Os contos contemporâneos têm temáticas diversas, que vão desde o "Réu Tadeu", que se descobre ter morto o irmão, se dá por culpado e tem um comportamento exótico; até paixões que levam aos atos extremos de José Matias ou ao racional em "Singularidades de uma rapariga loura", à exaltação da natureza em "Civilização", talvez um ensaio que deu origem ao genial romance de "As cidades e as Serras" e passa por fundamentos do insucesso de Portugal em "A catástrofe", entre outros. Em muitos deles sente-se o espírito satírico e mordaz de Eça nos seus grandes romances mas aqui em obras curtas.

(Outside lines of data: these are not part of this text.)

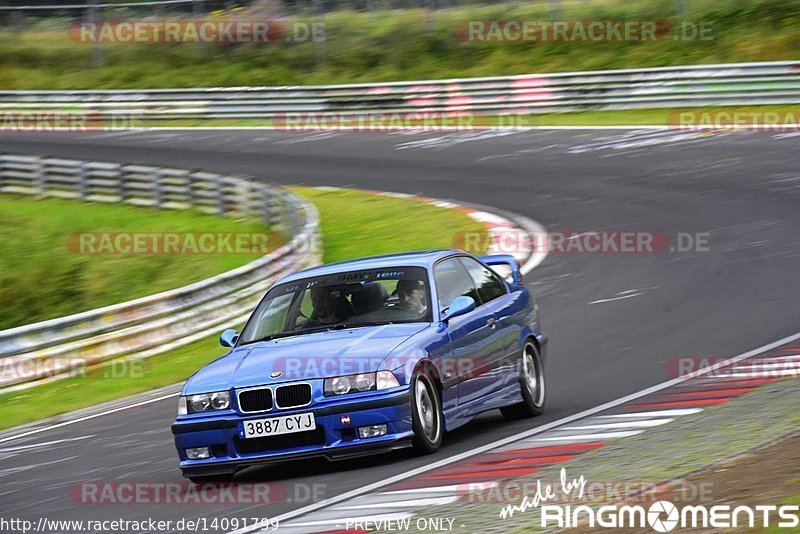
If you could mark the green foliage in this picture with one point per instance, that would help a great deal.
(404, 45)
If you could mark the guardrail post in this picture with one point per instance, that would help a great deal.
(266, 205)
(121, 183)
(158, 190)
(218, 186)
(83, 180)
(39, 178)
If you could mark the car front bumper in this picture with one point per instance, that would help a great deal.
(333, 439)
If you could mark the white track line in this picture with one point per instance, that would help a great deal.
(661, 413)
(587, 437)
(86, 418)
(647, 423)
(283, 518)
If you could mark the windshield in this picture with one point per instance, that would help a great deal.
(341, 300)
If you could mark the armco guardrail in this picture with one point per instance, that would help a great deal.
(701, 85)
(153, 324)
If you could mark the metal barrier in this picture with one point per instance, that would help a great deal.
(685, 86)
(147, 326)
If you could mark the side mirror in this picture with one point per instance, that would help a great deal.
(459, 306)
(229, 337)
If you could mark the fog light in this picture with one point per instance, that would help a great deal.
(372, 431)
(198, 453)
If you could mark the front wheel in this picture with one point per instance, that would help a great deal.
(426, 413)
(531, 380)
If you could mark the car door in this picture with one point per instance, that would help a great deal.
(507, 324)
(470, 334)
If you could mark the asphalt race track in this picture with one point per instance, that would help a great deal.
(615, 320)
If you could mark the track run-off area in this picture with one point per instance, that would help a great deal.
(618, 321)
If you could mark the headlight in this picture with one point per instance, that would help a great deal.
(342, 385)
(207, 402)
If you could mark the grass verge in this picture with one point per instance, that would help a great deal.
(354, 224)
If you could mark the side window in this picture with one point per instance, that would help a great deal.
(452, 281)
(489, 285)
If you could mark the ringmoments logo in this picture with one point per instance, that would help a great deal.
(661, 516)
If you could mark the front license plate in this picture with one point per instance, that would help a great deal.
(287, 424)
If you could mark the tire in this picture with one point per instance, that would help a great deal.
(532, 387)
(426, 413)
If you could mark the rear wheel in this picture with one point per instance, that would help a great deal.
(531, 380)
(426, 413)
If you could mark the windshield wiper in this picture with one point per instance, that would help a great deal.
(343, 326)
(287, 334)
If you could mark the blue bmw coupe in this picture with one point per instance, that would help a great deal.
(365, 356)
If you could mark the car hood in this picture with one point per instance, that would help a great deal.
(302, 357)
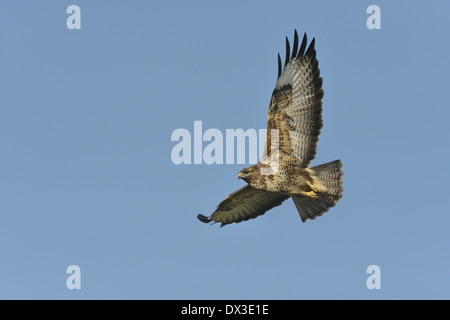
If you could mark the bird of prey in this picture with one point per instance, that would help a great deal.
(293, 128)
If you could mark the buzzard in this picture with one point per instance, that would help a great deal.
(293, 127)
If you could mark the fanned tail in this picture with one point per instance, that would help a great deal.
(330, 175)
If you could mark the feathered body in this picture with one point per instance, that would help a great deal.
(294, 123)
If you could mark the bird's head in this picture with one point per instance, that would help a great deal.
(248, 174)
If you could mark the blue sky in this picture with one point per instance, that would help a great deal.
(86, 176)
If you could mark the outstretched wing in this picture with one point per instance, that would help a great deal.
(246, 203)
(296, 106)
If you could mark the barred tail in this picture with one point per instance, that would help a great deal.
(329, 175)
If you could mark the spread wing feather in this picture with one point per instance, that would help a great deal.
(244, 204)
(296, 106)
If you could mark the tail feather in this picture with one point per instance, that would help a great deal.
(329, 175)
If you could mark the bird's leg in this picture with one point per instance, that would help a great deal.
(312, 192)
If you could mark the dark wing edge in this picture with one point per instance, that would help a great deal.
(296, 104)
(311, 52)
(244, 204)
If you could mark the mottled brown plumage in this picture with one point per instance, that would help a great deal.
(293, 127)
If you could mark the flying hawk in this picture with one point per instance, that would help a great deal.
(293, 128)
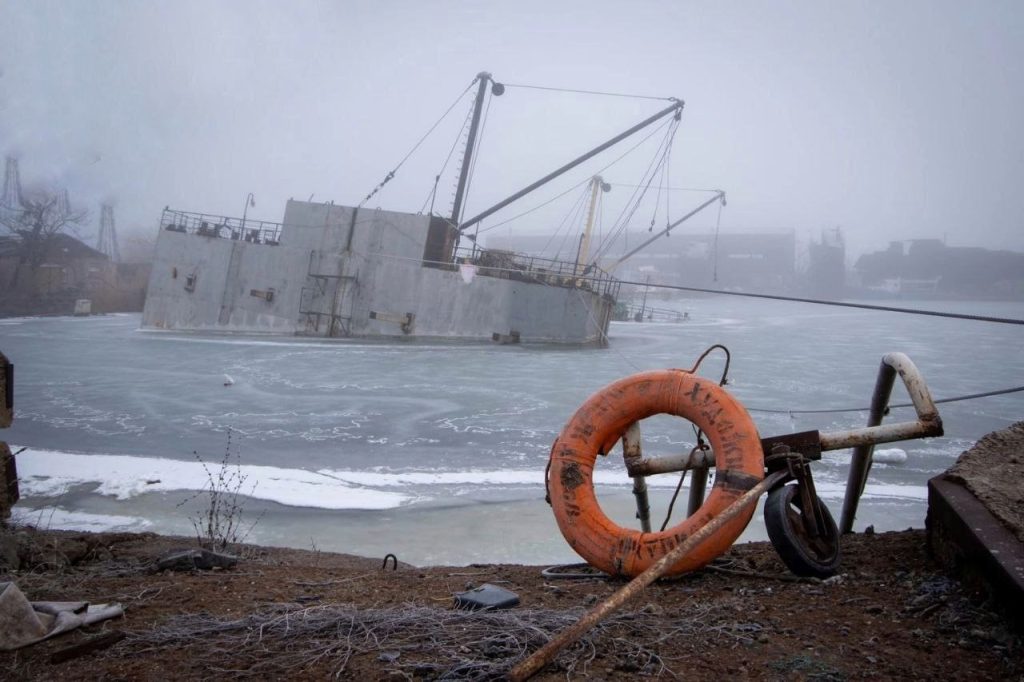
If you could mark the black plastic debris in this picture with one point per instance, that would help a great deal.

Os históricos vão desde o terror fantástico em "O defunto" ou selvático de "Enghelberto", prolongando-se para os deprimentes ambientes religiosos medievais com o peso da obrigação de pureza para a salvação, até um Jesus, bem mais leve, amigo dos pobres que desprezo os poderosos em três versões de "O Suave Milagre", mostra a superioridade do amor humano imperfeito humana face à "Perfeição" dos deuses e questiona o legado de "Adão e Eva no paraíso". Nestes contos, a temáticos de alguns levou a que o tom de Eça mudasse e a sua narrativa parece-me, por vezes, menos conseguida, se gostei muito de algumas destas histórias, noutras senti-as demasiado constrangedoras e deprimentes.
Todavia, a coletânea vale bem a pena de ser lida, pela qualidade, perfeição e riqueza de escrita, que é transversal a todos os contos, apesar de dois ou três deles terem ficado incompletos.